A vacina para os tipos ACWY, dose única que protege contra os quatro subtipos mais comuns, conhecida também como vacina conjugada quadrivalente, aprovada pela Anvisa para bebês a partir de 3 meses de idade, e a tipo B também recomendada a partir de 3 meses de idade também fazem parte do calendário vacinal para adultos.

Meningocócica C x meningocócica ACWY

Na rede privada, a vacina que abrange o tipo C é a conjugada quadrivalente ACWY. Normalmente, é administrada em três doses até 1 ano de idade, variando conforme a marca do fabricante. Também é recomendado um reforço entre os 5 e 6 anos, além de outra dose aos 11 anos. Ela pode ser aplicada em adultos, idosos e pessoas imunocomprometidas.

Meningocócica B

Apesar de estar atrás apenas do tipo C em número de casos, cerca de 20% em média, a meningocócica B só está disponível na rede privada. Ela é administrada em três doses entre 3 meses e 1 ano de idade. Segundo a Sociedade Brasileira de Imunizações (SBIm), a Meningocócica B também é recomendada para grupos de alto risco, como portadores de HIV, podendo ser aplicada em adultos até 50 anos.

Pneumocócica conjugada 13-valente (VPC13)

A vacina pneumocócica conjugada 13-valente (VPC13), que protege contra pneumonia e meningite, também está disponível na rede privada.

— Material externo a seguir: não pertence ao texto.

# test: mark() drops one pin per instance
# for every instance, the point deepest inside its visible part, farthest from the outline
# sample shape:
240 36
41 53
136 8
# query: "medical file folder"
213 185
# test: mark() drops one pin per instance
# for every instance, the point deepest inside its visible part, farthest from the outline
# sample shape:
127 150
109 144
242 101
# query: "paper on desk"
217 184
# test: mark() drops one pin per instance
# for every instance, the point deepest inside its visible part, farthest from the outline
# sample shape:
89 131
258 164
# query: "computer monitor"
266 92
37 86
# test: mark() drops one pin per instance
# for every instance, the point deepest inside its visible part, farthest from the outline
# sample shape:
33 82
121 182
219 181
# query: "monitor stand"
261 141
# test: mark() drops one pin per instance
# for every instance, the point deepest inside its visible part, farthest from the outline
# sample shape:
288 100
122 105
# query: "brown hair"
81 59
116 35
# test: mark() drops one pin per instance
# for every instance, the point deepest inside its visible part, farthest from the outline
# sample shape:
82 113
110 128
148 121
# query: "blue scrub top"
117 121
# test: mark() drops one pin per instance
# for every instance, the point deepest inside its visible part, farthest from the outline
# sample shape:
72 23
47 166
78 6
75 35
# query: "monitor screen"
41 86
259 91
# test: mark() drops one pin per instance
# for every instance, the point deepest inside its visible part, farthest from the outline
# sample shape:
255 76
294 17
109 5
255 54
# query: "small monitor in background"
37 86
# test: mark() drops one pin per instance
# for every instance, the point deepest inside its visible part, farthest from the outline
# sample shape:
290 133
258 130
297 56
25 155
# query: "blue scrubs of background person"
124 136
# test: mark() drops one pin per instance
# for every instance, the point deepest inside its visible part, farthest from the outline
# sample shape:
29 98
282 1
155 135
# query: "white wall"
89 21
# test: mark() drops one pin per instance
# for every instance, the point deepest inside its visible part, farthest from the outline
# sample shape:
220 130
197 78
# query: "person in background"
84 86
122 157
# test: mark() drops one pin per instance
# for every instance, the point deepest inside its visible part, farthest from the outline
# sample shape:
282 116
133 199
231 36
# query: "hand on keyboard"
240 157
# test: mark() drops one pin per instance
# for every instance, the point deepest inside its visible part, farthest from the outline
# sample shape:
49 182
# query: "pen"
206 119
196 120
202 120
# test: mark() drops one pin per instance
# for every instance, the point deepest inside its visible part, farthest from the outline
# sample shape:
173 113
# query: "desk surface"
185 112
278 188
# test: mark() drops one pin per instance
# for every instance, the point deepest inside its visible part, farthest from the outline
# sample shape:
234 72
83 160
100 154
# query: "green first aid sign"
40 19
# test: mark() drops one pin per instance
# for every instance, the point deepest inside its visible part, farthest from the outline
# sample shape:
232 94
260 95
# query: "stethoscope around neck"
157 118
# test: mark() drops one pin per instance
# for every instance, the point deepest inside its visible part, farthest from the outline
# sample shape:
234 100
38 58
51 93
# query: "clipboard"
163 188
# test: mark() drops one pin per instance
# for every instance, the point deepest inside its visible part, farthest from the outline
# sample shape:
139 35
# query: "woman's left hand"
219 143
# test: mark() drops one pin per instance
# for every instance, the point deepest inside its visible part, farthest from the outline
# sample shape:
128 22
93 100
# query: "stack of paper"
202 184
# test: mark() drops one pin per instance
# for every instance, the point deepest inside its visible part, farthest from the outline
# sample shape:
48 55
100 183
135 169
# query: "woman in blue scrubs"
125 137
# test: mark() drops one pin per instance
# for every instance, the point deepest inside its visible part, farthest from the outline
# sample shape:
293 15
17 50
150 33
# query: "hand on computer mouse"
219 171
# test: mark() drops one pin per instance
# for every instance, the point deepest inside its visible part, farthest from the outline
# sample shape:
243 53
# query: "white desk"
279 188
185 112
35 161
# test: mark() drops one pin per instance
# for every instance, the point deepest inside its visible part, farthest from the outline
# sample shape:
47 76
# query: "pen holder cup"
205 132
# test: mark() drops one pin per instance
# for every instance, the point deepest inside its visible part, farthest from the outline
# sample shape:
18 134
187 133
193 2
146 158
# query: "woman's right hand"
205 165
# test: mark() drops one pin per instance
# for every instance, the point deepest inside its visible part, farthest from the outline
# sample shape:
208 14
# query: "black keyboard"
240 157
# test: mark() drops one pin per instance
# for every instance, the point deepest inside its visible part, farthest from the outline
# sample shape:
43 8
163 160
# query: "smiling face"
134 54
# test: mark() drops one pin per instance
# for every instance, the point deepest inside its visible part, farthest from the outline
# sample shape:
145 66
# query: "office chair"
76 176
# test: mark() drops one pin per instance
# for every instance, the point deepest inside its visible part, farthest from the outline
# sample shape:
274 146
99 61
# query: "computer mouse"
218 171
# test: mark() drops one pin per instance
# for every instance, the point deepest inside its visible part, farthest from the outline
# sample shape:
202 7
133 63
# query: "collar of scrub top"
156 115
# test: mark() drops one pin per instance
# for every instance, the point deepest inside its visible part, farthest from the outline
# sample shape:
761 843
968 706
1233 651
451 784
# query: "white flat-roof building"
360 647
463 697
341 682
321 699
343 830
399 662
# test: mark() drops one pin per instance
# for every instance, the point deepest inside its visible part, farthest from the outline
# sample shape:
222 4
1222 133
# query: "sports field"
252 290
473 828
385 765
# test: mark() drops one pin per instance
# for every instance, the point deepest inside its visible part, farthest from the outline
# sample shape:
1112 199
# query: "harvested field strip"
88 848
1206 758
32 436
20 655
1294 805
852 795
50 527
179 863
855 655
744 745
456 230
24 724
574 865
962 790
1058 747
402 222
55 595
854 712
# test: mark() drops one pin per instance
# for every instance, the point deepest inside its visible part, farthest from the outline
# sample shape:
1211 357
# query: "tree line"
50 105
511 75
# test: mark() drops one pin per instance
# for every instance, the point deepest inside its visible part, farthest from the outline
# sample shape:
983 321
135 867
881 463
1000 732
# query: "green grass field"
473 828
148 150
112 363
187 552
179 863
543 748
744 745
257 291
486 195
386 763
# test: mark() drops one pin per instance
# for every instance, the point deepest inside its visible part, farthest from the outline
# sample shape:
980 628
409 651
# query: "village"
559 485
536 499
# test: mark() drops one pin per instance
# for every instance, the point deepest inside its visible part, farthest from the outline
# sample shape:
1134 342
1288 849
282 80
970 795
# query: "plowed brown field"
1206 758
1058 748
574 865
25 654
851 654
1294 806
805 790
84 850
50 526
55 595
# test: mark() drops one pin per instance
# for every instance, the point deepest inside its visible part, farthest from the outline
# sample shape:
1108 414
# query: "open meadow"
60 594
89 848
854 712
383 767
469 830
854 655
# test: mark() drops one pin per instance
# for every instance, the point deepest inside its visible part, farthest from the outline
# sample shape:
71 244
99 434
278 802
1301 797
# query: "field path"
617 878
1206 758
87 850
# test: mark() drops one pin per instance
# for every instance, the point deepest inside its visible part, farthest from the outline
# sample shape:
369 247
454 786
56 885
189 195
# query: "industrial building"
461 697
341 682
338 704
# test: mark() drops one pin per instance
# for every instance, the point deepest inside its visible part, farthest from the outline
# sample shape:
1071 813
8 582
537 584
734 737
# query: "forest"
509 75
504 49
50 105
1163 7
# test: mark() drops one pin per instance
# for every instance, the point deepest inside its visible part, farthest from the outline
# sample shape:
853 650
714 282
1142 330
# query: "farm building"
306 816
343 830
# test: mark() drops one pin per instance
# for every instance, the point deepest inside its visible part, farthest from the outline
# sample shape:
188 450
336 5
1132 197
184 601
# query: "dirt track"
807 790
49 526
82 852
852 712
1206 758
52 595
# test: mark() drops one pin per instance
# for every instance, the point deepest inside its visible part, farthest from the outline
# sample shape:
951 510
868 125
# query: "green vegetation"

Geralmente, é administrada em quatro doses até 1 ano e 3 meses de idade, dependendo da marca do fabricante.

Haemophilus influenzae tipo b (Hib)

A vacina conjugada contra Haemophilus influenzae tipo b (Hib) protege contra a meningite causada pela bactéria Haemophilus influenzae tipo b e pode ser aplicada individualmente, mas geralmente é administrada pela vacina hexavalente, que também protege contra difteria, tétano, coqueluche, hepatite B e poliomielite, ou pela pentavalente, que protege contra as mesmas doenças, exceto a poliomielite. Normalmente, é aplicada em crianças até 5 anos. Na rede privada, são quatro doses entre 2 meses e 1 ano e 6 meses de idade.

BCG

Além das vacinas mencionadas anteriormente, toda criança recebe uma dose única da vacina BCG ao nascer, protegendo contra a meningite tuberculosa. Essa imunização impede que o bacilo de Koch, a bactéria responsável pela tuberculose, se instale nas meninges.

O que é e quais os principais sintomas da meningite

Caracterizada por uma inflamação das membranas que revestem o cérebro e a medula espinhal a meningite é uma doença delicada e com grande potencial de gravidade e que requer intervenções rápidas, sendo que a chance de agravamento é diretamente relacionada ao tempo de detecção.

Algumas situações comuns, como dores de cabeça, rigidez na nuca, febre alta, vômito, confusão mental e manchas na pele. Nos casos de meningite bacteriana, os sintomas se intensificam rapidamente e, em apenas 24 horas, podem levar ao óbito. Nestes casos, é crucial identificar o patógeno responsável para iniciar o tratamento adequado o mais rápido possível.

Os sintomas são muito semelhantes aos da gripe e dengue: febre, mal-estar, dor de cabeça e dores pelo corpo. Se houver confusão mental, rigidez na nuca (o sintoma mais característico) e sensibilidade à luz, é recomendável procurar assistência médica urgentemente.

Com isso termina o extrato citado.